Re: parsing blast output
by roboticus (Chancellor) on May 01, 2009 at 22:40 UTC
    IomSpace:

    Perhaps you should try putting the label OUTER: before the outer while statement, and last OUTER; after the $alnIO->write_aln($aln); statement.

    ...roboticus
Re: parsing blast output
by mikeraz (Friar) on May 02, 2009 at 00:19 UTC

    <Dicken's Character Voice>
    Please sir, might I have a little <readmore> tag?
    Just one sir? Please?
    You could find one here sir.
    <Dicken's Character Voice/>


    Be Appropriate && Follow Your Curiosity
Re: parsing blast output
by Marshall (Canon) on May 04, 2009 at 02:09 UTC
    First I would suggest simplifying the code. You have a bunch of "if" statements that are essentially "and" conditions. Your code will work, but this introduces more levels of {} which is not good.
    if( $hsp->length('total') > 1000 ) { if ( $hsp->percent_identity >= 90 ) { if( $hsp->score ){ if( $hsp->gaps ){ if( $hsp->expect ){ print "Hit= ", $hit->name, " Length=", $hsp->length('total'), " Score=", $hsp->score,"\n"; print "Gaps=", $hsp->gaps, " Expect=", $hsp->expect, " Percent_id=", $hsp->percent_identity, "\n"; my $aln = $hsp->get_aln; my $alnIO = Bio::AlignIO->new(-format =>"clustalw", -file +=> $out); $alnIO->write_aln($aln); } } } } } ## better is to reduce the levels of "if" by using "and" or && if ( ($hsp->length('total') > 1000 ) && ($hsp->percent_identity >= 90 ) && ($hsp->score ) && ($hsp->gaps) && ($hsp->expect) ) { #do your print stuff }
    In my opinion when I see eight consecutive "}"'s in a row, I figure that something is wrong with the code - too many levels of indentation!

    I was looking at your while loop and it is hard for me to say exactly how to make that better as there can be a lot of cases here and I am unable to run your current code without installing some modules.

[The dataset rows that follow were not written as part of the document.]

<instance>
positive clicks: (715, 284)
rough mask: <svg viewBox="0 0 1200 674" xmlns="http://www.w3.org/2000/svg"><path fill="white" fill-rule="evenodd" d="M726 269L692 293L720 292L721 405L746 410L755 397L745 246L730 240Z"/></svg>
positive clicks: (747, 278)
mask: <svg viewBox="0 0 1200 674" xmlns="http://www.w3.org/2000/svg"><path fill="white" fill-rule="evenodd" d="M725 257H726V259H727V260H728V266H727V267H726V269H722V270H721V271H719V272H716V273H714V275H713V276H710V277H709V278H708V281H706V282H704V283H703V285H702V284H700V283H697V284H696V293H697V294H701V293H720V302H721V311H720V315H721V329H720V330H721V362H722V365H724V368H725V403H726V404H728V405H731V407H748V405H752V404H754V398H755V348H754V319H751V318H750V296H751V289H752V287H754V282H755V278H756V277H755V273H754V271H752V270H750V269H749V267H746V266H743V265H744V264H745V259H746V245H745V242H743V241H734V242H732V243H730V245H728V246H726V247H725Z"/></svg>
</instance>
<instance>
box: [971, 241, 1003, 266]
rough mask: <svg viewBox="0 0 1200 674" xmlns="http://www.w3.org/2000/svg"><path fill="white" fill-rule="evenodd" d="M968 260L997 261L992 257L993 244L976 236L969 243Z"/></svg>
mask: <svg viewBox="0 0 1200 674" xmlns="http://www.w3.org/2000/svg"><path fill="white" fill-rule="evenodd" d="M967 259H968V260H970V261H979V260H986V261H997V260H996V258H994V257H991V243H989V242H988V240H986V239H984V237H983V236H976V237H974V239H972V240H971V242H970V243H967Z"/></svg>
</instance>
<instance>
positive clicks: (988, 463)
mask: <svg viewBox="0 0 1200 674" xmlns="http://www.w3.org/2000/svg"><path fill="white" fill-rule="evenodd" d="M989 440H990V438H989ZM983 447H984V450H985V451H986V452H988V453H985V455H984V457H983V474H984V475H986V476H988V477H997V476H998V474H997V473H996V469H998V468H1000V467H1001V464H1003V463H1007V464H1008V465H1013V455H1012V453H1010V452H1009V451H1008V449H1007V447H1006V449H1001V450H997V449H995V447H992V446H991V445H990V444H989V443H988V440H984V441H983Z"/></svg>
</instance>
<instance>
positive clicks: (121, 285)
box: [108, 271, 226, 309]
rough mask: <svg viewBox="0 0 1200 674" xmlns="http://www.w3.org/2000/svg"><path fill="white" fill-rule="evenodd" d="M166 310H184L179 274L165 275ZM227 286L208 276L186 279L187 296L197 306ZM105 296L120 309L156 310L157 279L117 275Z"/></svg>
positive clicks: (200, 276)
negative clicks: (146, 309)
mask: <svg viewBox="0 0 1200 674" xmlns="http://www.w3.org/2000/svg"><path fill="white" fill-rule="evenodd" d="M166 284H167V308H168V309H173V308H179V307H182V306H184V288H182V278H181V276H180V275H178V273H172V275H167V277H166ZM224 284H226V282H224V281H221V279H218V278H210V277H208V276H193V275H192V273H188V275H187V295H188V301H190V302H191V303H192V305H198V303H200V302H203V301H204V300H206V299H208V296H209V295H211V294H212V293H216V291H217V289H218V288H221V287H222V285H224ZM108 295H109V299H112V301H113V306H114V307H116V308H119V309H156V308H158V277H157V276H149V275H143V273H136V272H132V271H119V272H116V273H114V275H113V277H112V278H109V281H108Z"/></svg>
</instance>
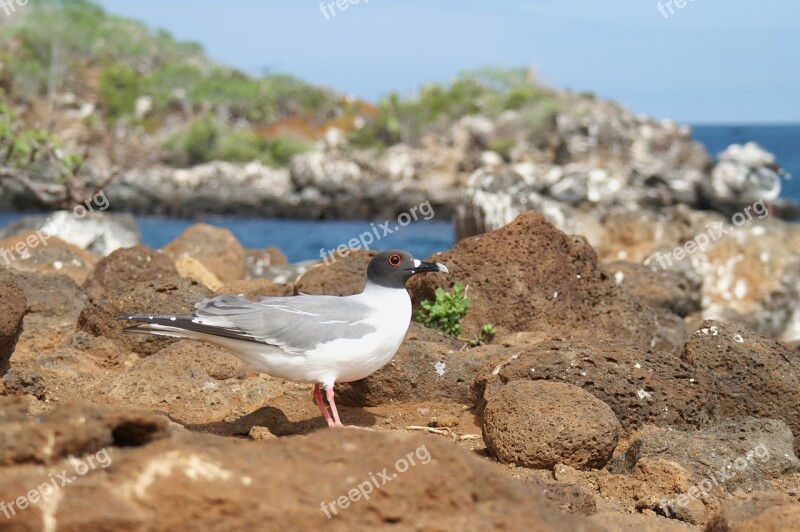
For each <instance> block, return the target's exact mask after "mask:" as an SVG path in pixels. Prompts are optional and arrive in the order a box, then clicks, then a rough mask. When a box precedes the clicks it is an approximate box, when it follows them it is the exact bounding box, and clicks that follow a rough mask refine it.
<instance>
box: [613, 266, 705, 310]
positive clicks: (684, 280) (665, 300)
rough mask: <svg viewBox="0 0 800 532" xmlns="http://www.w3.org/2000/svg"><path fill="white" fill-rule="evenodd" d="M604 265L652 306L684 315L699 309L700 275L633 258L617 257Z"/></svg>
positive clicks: (623, 282)
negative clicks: (681, 270)
mask: <svg viewBox="0 0 800 532" xmlns="http://www.w3.org/2000/svg"><path fill="white" fill-rule="evenodd" d="M603 268H605V269H606V271H608V273H609V274H610V275H611V277H613V278H614V279H615V280H616V281H617V283H618V284H619V285H620V286H621V287H623V288H625V289H626V290H628V292H630V294H631V295H632V296H633V297H635V298H638V299H639V300H640V301H642V302H643V303H645V304H646V305H648V306H651V307H660V308H664V309H666V310H669V311H670V312H672V313H674V314H677V315H678V316H681V317H685V316H687V315H689V314H690V313H692V312H696V311H698V310H701V308H702V306H701V304H700V302H701V299H702V289H703V278H702V277H700V276H699V275H697V274H696V273H695V274H694V275H690V274H689V273H688V272H686V271H681V270H665V269H661V268H656V267H655V266H645V265H643V264H636V263H633V262H625V261H617V262H611V263H608V264H604V265H603Z"/></svg>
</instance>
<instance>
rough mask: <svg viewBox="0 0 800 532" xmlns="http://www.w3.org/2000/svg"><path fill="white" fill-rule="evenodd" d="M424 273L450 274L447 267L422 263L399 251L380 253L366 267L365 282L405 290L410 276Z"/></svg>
mask: <svg viewBox="0 0 800 532" xmlns="http://www.w3.org/2000/svg"><path fill="white" fill-rule="evenodd" d="M425 272H444V273H450V272H449V271H448V269H447V266H445V265H444V264H439V263H438V262H423V261H421V260H417V259H415V258H414V257H412V256H411V253H409V252H407V251H403V250H400V249H390V250H388V251H381V252H380V253H378V254H377V255H375V256H374V257H373V258H372V260H371V261H369V266H368V267H367V282H370V283H374V284H377V285H380V286H384V287H386V288H405V286H406V281H408V279H409V278H411V276H412V275H415V274H417V273H425Z"/></svg>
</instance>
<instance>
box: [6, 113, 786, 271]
mask: <svg viewBox="0 0 800 532" xmlns="http://www.w3.org/2000/svg"><path fill="white" fill-rule="evenodd" d="M693 131H694V138H695V139H697V140H698V141H700V142H701V143H703V144H704V145H705V147H706V149H707V150H708V151H709V153H710V154H711V155H712V156H713V157H716V155H717V154H719V152H721V151H722V150H724V149H725V148H726V147H728V146H729V145H730V144H733V143H739V144H742V143H745V142H748V141H755V142H757V143H758V144H760V145H761V146H762V147H764V148H765V149H767V150H769V151H770V152H772V153H774V154H775V156H776V159H777V162H778V164H780V165H781V166H782V167H783V168H785V169H786V170H787V171H788V172H790V173H791V174H793V177H792V178H791V179H789V180H787V181H785V182H784V187H783V190H782V193H781V195H782V196H783V197H786V198H791V199H793V200H795V201H798V202H800V125H794V126H708V125H699V126H693ZM20 216H23V214H20V213H0V226H3V225H5V224H6V223H9V222H11V221H13V220H16V219H17V218H19V217H20ZM198 221H204V222H207V223H210V224H213V225H218V226H220V227H225V228H227V229H229V230H230V231H232V232H233V233H234V234H235V235H236V237H237V238H238V239H239V240H240V241H241V242H242V244H243V245H244V246H246V247H252V248H265V247H267V246H277V247H278V248H280V249H281V250H283V252H284V253H285V254H286V256H287V257H288V259H289V260H290V261H291V262H298V261H303V260H309V259H318V258H320V250H322V249H323V248H324V249H326V250H329V249H333V248H335V247H336V246H338V245H340V244H347V243H348V242H349V241H350V240H351V239H353V238H358V236H359V235H360V234H362V233H365V232H366V233H368V232H372V231H373V226H372V225H371V224H370V222H369V221H324V222H320V221H309V220H270V219H257V218H234V217H217V216H208V217H205V218H204V219H202V220H185V219H175V218H162V217H153V216H142V217H140V218H139V219H138V220H137V223H138V225H139V230H140V231H141V233H142V241H143V242H144V243H145V244H146V245H148V246H150V247H153V248H159V247H161V246H163V245H164V244H166V243H168V242H169V241H171V240H173V239H174V238H175V237H177V236H178V235H180V234H181V232H183V230H184V229H186V228H187V227H189V226H190V225H192V224H193V223H197V222H198ZM376 225H377V224H376ZM374 234H375V233H374V232H373V235H374ZM377 234H379V235H381V238H380V239H378V238H375V239H374V240H375V241H374V242H373V243H372V247H373V248H376V249H388V248H402V249H407V250H408V251H410V252H411V253H412V254H414V255H415V256H417V257H427V256H429V255H431V254H432V253H435V252H437V251H442V250H445V249H448V248H449V247H451V246H452V245H453V244H454V235H453V228H452V225H451V224H450V222H449V221H447V220H435V219H434V220H430V221H422V220H420V221H416V222H413V223H411V224H410V225H408V226H406V227H401V228H399V229H398V230H396V231H394V232H393V233H392V234H389V235H386V236H383V230H380V229H379V230H378V233H377Z"/></svg>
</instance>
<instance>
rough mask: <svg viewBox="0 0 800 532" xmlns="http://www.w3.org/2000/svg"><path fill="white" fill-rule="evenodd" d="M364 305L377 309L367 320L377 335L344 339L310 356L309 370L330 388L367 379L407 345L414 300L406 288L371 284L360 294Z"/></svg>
mask: <svg viewBox="0 0 800 532" xmlns="http://www.w3.org/2000/svg"><path fill="white" fill-rule="evenodd" d="M355 297H358V298H359V299H361V302H362V303H364V304H366V305H368V306H370V307H371V308H373V309H374V312H373V313H372V315H371V316H370V317H369V318H367V319H365V320H364V321H365V322H366V323H368V324H369V325H373V326H374V327H375V329H376V330H375V332H373V333H370V334H368V335H367V336H364V337H363V338H358V339H353V338H349V339H340V340H336V341H334V342H329V343H327V344H323V345H321V346H319V347H318V348H317V349H315V350H314V351H312V352H310V353H308V355H307V357H306V358H307V362H308V365H309V368H313V372H314V373H316V375H315V378H313V379H312V380H316V381H319V382H322V383H324V384H326V385H328V384H333V383H334V382H350V381H355V380H358V379H363V378H364V377H366V376H367V375H370V374H372V373H374V372H375V371H377V370H379V369H380V368H382V367H383V366H385V365H386V364H387V363H388V362H389V361H390V360H391V359H392V357H393V356H394V354H395V353H396V352H397V349H398V348H399V347H400V344H402V343H403V338H405V335H406V332H407V331H408V325H409V322H410V321H411V298H410V297H409V296H408V292H407V291H406V290H405V289H397V288H384V287H381V286H377V285H372V284H368V286H367V287H366V288H365V289H364V292H363V293H361V294H359V295H358V296H355Z"/></svg>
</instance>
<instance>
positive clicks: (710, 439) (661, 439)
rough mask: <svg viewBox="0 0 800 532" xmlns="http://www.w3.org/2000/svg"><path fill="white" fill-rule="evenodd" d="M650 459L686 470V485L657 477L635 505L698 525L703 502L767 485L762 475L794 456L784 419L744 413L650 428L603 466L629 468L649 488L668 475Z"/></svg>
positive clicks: (783, 462) (779, 470)
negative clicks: (728, 417)
mask: <svg viewBox="0 0 800 532" xmlns="http://www.w3.org/2000/svg"><path fill="white" fill-rule="evenodd" d="M653 460H656V462H653ZM643 464H644V465H643ZM654 464H675V465H678V466H680V470H682V471H685V472H686V473H687V474H688V477H687V480H688V483H689V485H687V484H686V483H685V482H666V483H664V482H661V485H660V486H658V487H659V488H660V490H656V492H657V493H656V494H654V495H655V496H654V497H652V498H651V499H649V500H648V499H647V498H645V497H640V503H639V507H641V508H650V509H652V510H655V511H658V512H659V513H662V514H664V515H667V516H670V517H672V516H675V517H677V518H678V519H681V520H685V521H689V522H692V523H696V524H700V523H703V522H705V520H706V512H705V508H704V506H705V507H707V508H710V509H712V510H713V509H714V508H715V507H717V506H718V504H719V501H721V500H724V499H725V498H726V497H727V496H728V495H729V494H730V493H735V492H737V491H739V490H742V491H752V490H756V489H768V488H769V484H768V482H767V481H768V480H772V479H778V478H781V477H782V476H783V475H785V474H787V473H789V472H792V471H795V470H796V469H797V468H798V466H800V461H798V459H797V458H796V457H795V455H794V452H793V451H792V434H791V432H790V431H789V429H788V428H787V427H786V424H785V423H783V422H781V421H775V420H769V419H756V418H745V419H738V420H725V421H723V422H721V423H719V424H718V425H715V426H711V427H706V428H704V429H703V430H702V431H691V432H684V431H679V430H670V429H657V428H650V429H649V430H646V431H644V432H643V433H642V434H641V435H640V436H639V437H638V438H637V439H636V440H635V441H634V442H633V443H632V444H631V445H630V446H629V447H628V449H627V450H626V451H625V453H624V454H623V455H621V456H618V457H615V458H614V460H613V461H612V462H611V463H610V464H609V466H608V469H609V471H611V472H613V473H627V472H630V471H631V470H632V469H633V470H634V471H636V472H637V477H638V478H640V479H642V480H645V481H647V482H648V483H650V484H651V487H652V484H653V479H657V478H663V477H665V476H666V477H667V478H668V475H663V474H662V473H661V472H660V471H659V469H663V468H659V467H653V465H654ZM643 468H644V469H643ZM637 470H638V471H637ZM678 476H681V475H678Z"/></svg>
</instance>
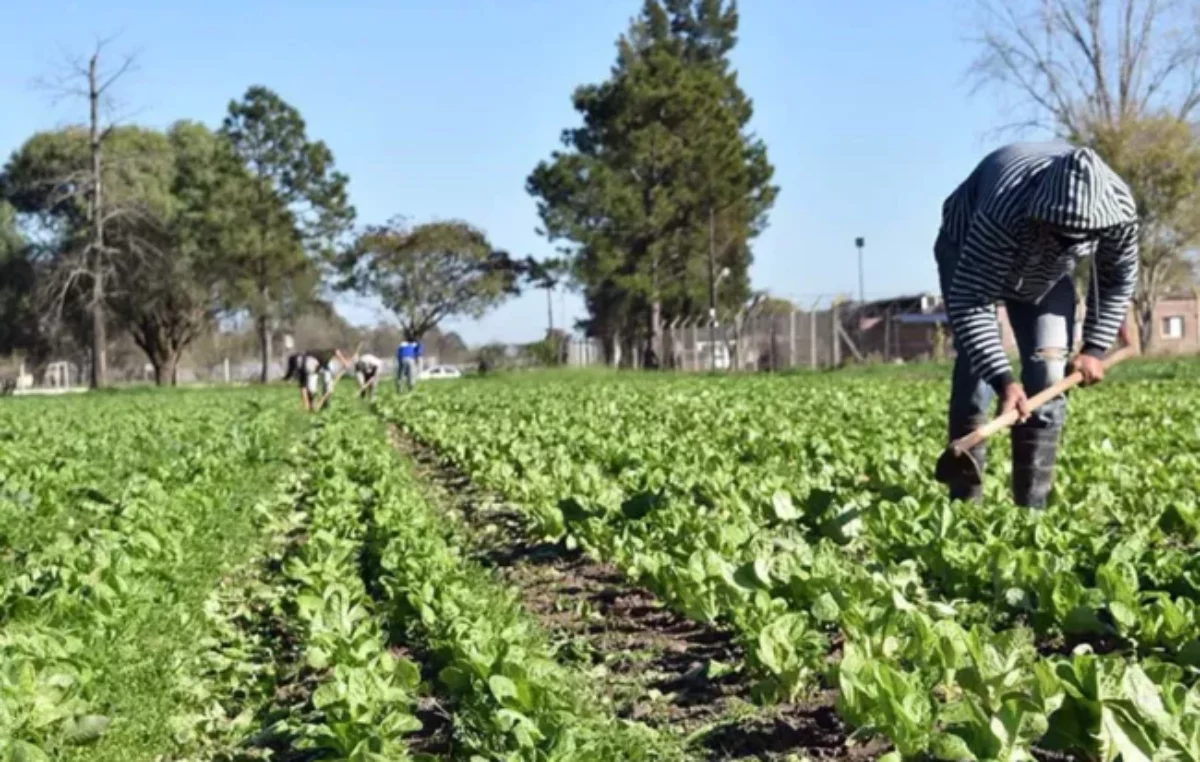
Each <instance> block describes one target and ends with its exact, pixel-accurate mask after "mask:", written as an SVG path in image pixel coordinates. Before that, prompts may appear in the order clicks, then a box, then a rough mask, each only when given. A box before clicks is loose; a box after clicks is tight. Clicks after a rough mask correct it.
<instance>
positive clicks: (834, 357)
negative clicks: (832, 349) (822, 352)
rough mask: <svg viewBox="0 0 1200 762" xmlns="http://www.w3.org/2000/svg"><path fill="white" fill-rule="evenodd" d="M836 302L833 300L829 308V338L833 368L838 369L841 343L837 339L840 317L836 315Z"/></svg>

    Can you simplify your question?

      #!/usr/bin/perl use warnings; use strict; use Bio::SearchIO; use Bio::AlignIO; my $out = ">C:/Documents and Settings/mgavi.brathwaite/Desktop/current +/bl2seq/13117_aln1.out"; my $dir = 'C:/Documents and Settings/mgavi.brathwaite/Desktop/current/ +bl2seq/'; my $in = new Bio::SearchIO(-format => 'blast', -file => $dir.'13117_2.out', -report_type => 'bl2seq'); while( my $result = $in->next_result ) { while( my $hit = $result->next_hit ) { while( my $hsp = $hit->next_hsp ) { if( $hsp->length('total') > 1000 ) { if ( $hsp->percent_identity >= 90 ) { if( $hsp->score ){ if( $hsp->gaps ){ if( $hsp->expect ){ print "Hit= ", $hit->name, " Length=", $hsp->length('total'), " Score=", $hsp->score,"\n"; print " Gaps=", $hsp->gaps, " Expect=", $hsp->expect, " Percent_id=", $hsp->percent_identity, "\n"; =cut # $hit->name, $hit->hsps, $hit->name, $hsp->length('total'), $hsp->score, $hsp->gaps, $hsp->expect, $hsp->percent_identity; =cut my $aln = $hsp->get_aln; my $alnIO = Bio::AlignIO->new(-format =>"clustalw" +, -file => $out); $alnIO->write_aln($aln); } } } } } } } }
      I can get the alignment, but I also need the print data
      to be prepended at the top of the $out file.
        So, if I understand the question, you've got what you want except that instead of print going to screen, you want that print to go to the file that the Bio module is writing to?

        First one thing that might be helpful here is to do a $|=1; at the top of the program, this turns Autoflush on. This slows the output down a bit, but until you get this working, this might be a good idea to do.

        I'm not familiar with the module that you are using, but one suggestion is to see if you can give this Bio thing a filehandle instead of a text filepath. If that's true, then you open the output file, use the handle for your printing and give the handle to Bio for its printing. This is the easiest thing if this module allows it.(eg. open say $outhandle to the $out filepath (open ($outhandle, ">", "path) or die .....) In Perl you can use a scalar as a filehandle instead of a bareword like OUT)..

        Anyway before speculating about more complex scenarios, try the simple approach first.